Et si le crowdfunding en ces temps de crise était la solution? Il faut dire que le secteur quoi qu’encore balbutiant est très prometteur. Pourtant, tous les ingrédients sont réunis pour la réussite de ce chantier. Les observateurs et acteurs du domaine ont ouvert le débat sur les actions à prendre pour permettre à ce nouveau mode de financement de prendre son envol.

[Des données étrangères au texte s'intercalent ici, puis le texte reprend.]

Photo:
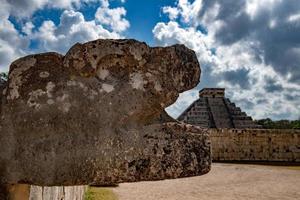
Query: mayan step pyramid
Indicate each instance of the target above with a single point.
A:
(213, 110)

La publication de l’ensemble des textes réglementaires régissant le crowdfunding ou le financement collaboratif par Bank Al-Maghrib et l’AMMC annonce l’entrée en vigueur effective du dispositif. N’empêche, les défis restent encore nombreux afin d’intégrer efficacement ce mode de financement au marché marocain. C’est ce qui a été abordé récemment lors du webinaire de la BritCham intitulé « Le crowdfunding au Maroc : Un soutien participatif solidaire en temps de crise».

Stratégie
« Le crowdfunding fait partie intégrante de la stratégie de finance nationale au Maroc élaborée en 2019», a souligné d’entrée Badr Nabil, adjoint au directeur de la supervision bancaire au sein de Bank Al-Maghrib. En effet, les 9 circulaires publiées reposent sur 3 piliers principaux : la protection des contributeurs à travers une plateforme claire et transparente permettant de communiquer l’ensemble des informations relatives au projet à tous les stades de l’opération. Le deuxième pilier étant la gestion des risques grâce à un dispositif de sécurité afin de filtrer les porteurs de projets et éviter les fraudes et enfin l’additionnalité des SFC comme étant des accompagnateurs et des conseillers ayant une réelle valeur ajoutée dans le process. De son côté, Mouad Tanouti, directeur de la direction normalisation et affaires juridiques à l’AMMC, vient compléter ce dispositif mis en place par les régulateurs avec des éléments non négligeables afin de réussir un process de financement le plus sécurisé possible : la qualité du projet, la transparence de l’information afin d’éviter les conflits d’intérêts, un dispositif assujetti à la lutte contre les blanchiments de capitaux et la contractualisation matérialisée avec des contrats. Mouad Tanouti met en avant également un ensemble d’efforts d’accompagnement de ces acteurs, l’AMMC à titre d’exemple prévoit de lancer un portail dédié de crowdfunding à travers lequel les sociétés peuvent être accompagnées à travers des formations, des guides pédagogiques…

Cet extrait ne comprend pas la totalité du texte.